Mais argumentos, mais tempo ganho e na passagem completa dos segundos, Emily ouviu a cada palavra com atenção.

— Só fizemos o que nos foi ordenado… e só porque não tinha outra escolha…! — gesticulou agressivamente ao falar. — Eu sei que quer nos culpar disso e tudo bem, por mim…! Mas… só pensa…!

Em prova do próprio ponto, Ann deu um passo adiante e a fitou nos olhos obscurecidos pelos cabelos, sem reciprocidade.

— A gente do mesmo lado, Emily. Não somos os seus inimigos…! A gente não tem que lutar por isso! Juntos, ficamos mais fortes e podemos consertar as coisas…! Podemos pegar os verdadeiros culpados, trabalhar para fazer as coisas voltarem ao normal e…!

Verde frio travou-lhe a garganta ao fitá-la no fundo da alma.
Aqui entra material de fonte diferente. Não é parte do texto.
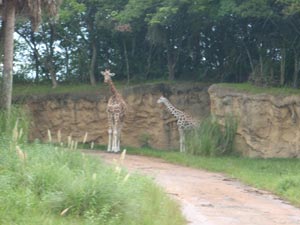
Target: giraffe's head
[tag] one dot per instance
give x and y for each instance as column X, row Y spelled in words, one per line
column 107, row 75
column 162, row 99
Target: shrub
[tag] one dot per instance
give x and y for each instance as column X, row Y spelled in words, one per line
column 212, row 139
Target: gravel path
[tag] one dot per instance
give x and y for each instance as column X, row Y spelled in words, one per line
column 210, row 198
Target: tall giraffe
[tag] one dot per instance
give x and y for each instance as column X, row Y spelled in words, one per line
column 116, row 111
column 184, row 121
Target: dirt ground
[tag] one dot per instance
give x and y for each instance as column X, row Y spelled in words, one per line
column 210, row 198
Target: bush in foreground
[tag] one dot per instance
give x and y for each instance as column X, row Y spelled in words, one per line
column 43, row 184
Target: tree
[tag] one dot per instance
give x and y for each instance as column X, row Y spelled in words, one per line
column 9, row 9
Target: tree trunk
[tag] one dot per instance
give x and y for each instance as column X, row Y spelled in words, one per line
column 171, row 65
column 51, row 63
column 93, row 64
column 9, row 27
column 126, row 61
column 296, row 69
column 282, row 66
column 149, row 60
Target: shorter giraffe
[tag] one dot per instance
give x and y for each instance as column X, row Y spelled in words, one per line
column 116, row 110
column 184, row 121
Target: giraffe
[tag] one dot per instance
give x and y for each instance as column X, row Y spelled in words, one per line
column 184, row 121
column 116, row 111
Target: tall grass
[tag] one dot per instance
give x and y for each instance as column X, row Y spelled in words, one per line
column 44, row 184
column 212, row 139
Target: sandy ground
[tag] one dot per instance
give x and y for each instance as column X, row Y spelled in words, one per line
column 210, row 198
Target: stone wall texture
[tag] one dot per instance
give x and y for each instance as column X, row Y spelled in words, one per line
column 268, row 125
column 146, row 123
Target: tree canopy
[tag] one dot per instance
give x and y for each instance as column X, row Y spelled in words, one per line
column 204, row 40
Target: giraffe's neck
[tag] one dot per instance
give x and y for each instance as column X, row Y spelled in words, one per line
column 113, row 88
column 175, row 112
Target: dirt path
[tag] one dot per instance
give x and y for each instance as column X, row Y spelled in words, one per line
column 211, row 198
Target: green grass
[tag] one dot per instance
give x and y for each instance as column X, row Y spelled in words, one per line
column 279, row 176
column 249, row 88
column 55, row 185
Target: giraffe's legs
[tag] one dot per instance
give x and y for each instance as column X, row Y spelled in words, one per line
column 119, row 136
column 182, row 140
column 115, row 143
column 110, row 125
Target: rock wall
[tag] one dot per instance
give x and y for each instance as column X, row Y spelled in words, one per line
column 147, row 123
column 268, row 126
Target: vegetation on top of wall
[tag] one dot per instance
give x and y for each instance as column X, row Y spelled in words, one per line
column 252, row 89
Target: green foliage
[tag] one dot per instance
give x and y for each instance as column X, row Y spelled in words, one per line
column 44, row 184
column 211, row 139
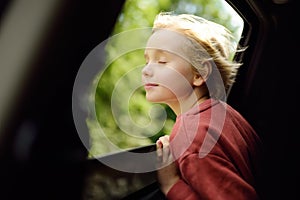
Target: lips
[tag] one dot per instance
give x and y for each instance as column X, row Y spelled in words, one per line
column 150, row 85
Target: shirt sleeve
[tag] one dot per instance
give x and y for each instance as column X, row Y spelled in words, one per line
column 211, row 177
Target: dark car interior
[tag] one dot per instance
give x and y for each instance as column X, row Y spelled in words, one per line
column 42, row 46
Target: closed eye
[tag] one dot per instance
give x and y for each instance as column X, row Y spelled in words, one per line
column 162, row 62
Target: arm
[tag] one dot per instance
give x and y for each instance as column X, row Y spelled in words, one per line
column 211, row 177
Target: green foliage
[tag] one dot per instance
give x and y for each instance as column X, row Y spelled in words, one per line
column 124, row 118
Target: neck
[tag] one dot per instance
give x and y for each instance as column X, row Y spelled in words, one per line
column 183, row 105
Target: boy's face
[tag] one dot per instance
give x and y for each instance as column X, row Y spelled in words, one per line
column 167, row 77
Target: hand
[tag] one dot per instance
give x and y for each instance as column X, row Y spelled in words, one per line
column 167, row 173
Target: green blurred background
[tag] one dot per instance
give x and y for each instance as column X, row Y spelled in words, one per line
column 123, row 116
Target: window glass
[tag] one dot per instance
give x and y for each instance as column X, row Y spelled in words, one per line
column 124, row 119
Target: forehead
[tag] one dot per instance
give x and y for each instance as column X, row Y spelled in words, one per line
column 166, row 40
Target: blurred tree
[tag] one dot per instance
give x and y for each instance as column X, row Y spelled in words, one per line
column 126, row 119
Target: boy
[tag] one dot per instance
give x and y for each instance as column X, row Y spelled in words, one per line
column 216, row 151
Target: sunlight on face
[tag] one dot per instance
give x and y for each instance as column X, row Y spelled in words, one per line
column 167, row 76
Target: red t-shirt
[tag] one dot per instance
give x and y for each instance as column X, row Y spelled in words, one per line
column 217, row 152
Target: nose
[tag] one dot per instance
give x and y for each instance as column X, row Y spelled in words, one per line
column 147, row 70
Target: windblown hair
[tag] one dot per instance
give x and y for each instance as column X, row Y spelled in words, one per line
column 216, row 40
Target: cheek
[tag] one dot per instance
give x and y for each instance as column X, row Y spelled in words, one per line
column 178, row 83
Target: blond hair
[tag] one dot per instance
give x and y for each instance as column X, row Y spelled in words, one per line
column 213, row 38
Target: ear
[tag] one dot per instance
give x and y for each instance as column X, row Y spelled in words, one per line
column 205, row 73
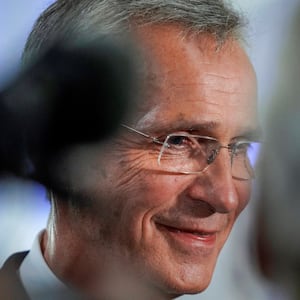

— “Fazer as coisas voltarem ao normal”...? — repetiu, em óbvia sátira, se contendo para não derramar de vez o imenso ódio nas palavras quebradas. — Sabe, eu prestei bastante atenção em você, na sua conversa com ele.

Segurou mais firme no marcador e Ann saltou para trás como reação.

— As coisas são sempre tão simples ao seu ver, não são? Tudo é do jeito que é e cada coisa acontece por um motivo… Não adianta chorar sobre o leite derramado e o importante é seguir sempre em frente…! — acrescentou ao tom, até quase grunhir. — Ah, como eu odeio gente desse seu tipo…!

— Emily…! Não foi isso que eu quis dizer…! Eu…!

— Não pôde fazer nada porque foi forçada…! Concordou em matar pessoas porque não tinha outra opção melhor…! É claro…! Afinal, quem concordaria em deixar a própria zona de conforto e ainda correr o risco de acabar morrendo?! Não é tão lógico?!

A presidente do finado clube estendeu o braço, apagando uma palavra dele: “Ágil” e no lugar dela, escreveu outra.

“Porcaria!”

Suor escorreu de imediato ao notar os efeitos da nova palavra. Agora, ela sequer sabia para onde olhar ou de que forma defender, pois o termo escolhido inviabilizou qualquer esboço de plano.

— Então me diz o que acha disso… — ouviu de trás, bem perto. — Me diz como um ser humano pode ficar “invisível”!

— GUH…!

O soco no canto do rosto fez seu mundo girar; “conversar” não era mais opção e “lutar” ou “fugir” se condensaram em algo único: “sobreviver”.

A questão, no fim, era sobre como fazê-lo em tais circunstâncias.